A bill introduced Monday in the House of Representatives to fund the Department of Transportation in the 2018 fiscal year included provisions that would, if approved and signed into law:
- prohibit states from requiring carriers to give drivers paid meal and rest breaks, as now mandated by some states
- exempt livestock and insect haulers from compliance with mandate requiring trucks to be equipped with electronic logging devices
- require the Federal Motor Carrier Safety Administration to adopt reforms to its Compliance, Safety, Accountability carrier safety rating system before proceeding with a Safety Fitness Determination rulemaking
In our sister publication Overdrive, News Editor James Jaillet writes:
“The meal and rest break provisions in the House bill are a part of a continued push at the national level to rein in states’ ability to regulate drivers’ work schedules and, to an extent, driver pay. The so-called Federal Authority provision in the bill reinforces the federal government’s authority in regulating drivers’ work schedules, as established by the 1994 Federal Aviation Administration Authorization Act.
“States would be prohibited from requiring carriers to allow drivers paid meal and rest breaks. The language also seemingly protects carriers from being required by law to pay drivers for non-driving tasks, as some courts have ruled in recent years.
“Some states, such as California, require employers to give their workers paid meal and rest breaks at certain intervals. Carriers had argued they were exempt from such requirements, given the protections set by the FAAAA (aka F4A). A federal appeals court in 2014, however, ruled carriers must afford drivers the breaks and hit defendant Penske Logistics with a $750,000 settlement order.
“The language in the House bill is intended to protect carriers from such court-ordered payouts and to prevent them from having to comply with state-level laws that interfere with drivers’ daily 14-hour work window.

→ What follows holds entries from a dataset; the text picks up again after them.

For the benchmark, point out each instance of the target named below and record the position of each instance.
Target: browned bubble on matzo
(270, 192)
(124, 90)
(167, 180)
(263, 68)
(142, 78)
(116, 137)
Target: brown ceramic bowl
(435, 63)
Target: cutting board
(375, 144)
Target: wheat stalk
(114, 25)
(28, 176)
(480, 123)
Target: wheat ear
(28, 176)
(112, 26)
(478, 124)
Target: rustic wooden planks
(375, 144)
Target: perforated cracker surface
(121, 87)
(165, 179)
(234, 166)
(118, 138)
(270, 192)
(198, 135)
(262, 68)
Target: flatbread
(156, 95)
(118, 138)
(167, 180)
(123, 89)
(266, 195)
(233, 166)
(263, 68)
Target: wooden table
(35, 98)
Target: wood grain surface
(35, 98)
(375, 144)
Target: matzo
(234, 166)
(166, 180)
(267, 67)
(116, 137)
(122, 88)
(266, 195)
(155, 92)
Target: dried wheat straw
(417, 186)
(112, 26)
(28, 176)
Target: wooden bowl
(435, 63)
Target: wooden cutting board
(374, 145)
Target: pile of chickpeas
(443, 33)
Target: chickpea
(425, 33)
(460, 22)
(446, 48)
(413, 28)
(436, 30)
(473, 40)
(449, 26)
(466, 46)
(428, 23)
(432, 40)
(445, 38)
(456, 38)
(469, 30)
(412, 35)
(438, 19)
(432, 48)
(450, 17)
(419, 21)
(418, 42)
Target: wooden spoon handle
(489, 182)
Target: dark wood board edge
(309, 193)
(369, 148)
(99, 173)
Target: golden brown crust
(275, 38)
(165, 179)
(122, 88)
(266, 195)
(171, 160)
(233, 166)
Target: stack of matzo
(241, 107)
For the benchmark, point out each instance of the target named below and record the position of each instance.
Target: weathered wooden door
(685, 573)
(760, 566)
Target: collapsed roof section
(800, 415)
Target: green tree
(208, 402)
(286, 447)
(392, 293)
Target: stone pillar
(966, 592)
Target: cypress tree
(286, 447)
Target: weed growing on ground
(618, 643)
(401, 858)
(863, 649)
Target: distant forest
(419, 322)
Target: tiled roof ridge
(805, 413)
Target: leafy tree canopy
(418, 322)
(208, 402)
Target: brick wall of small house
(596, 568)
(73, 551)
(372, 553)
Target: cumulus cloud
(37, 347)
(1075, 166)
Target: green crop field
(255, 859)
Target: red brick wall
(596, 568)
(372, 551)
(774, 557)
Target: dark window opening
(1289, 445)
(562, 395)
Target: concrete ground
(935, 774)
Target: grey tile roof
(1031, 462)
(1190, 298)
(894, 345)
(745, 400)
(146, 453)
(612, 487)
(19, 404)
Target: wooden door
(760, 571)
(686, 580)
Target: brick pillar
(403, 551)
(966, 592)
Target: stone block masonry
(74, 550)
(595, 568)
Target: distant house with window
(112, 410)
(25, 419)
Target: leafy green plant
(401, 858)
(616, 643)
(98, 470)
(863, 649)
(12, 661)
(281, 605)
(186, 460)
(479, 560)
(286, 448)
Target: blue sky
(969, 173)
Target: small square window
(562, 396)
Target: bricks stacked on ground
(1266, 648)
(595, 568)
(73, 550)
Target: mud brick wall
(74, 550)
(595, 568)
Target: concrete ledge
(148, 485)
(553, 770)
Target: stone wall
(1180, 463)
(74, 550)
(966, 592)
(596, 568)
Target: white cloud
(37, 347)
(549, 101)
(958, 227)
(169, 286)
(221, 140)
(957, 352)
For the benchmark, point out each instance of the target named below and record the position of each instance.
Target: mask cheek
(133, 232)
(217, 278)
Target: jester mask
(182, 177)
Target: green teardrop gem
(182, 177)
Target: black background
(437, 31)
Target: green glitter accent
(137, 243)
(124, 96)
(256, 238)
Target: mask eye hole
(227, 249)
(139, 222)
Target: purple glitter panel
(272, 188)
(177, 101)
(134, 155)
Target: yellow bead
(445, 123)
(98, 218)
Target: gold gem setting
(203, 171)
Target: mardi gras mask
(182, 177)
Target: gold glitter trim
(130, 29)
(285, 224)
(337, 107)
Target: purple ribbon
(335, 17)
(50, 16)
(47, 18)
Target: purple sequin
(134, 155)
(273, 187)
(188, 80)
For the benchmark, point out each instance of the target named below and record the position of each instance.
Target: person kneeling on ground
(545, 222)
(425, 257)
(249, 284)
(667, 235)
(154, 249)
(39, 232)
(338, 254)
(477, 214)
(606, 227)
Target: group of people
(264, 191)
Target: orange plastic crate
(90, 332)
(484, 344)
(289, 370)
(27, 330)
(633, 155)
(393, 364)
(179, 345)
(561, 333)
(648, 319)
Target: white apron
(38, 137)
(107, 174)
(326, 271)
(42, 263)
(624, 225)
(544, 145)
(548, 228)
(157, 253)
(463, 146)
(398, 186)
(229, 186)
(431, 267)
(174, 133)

“Carriers, per the language, would also be protected from “additional obligations” if drivers “work to the full extent…as permitted” by federal hours of service regulations. Though the language is vague, it could protect carriers from court-ordered payouts regarding drivers’ non-driving time tasks. Walmart was ordered earlier this year to pay drivers $60 million in back pay for non-driving time.
“Opponents of the language argue the provisions would stamp out driver pay reform efforts ongoing at the state level.”
For the bill to become law, it must be passed by the House and the Senate and signed by President Trump. The Senate has not yet released its version of the DOT appropriations bill, though it does include the meal and rest break language in another bill — an FAA reauthorization bill that cleared the Senate’s transportation committee last week.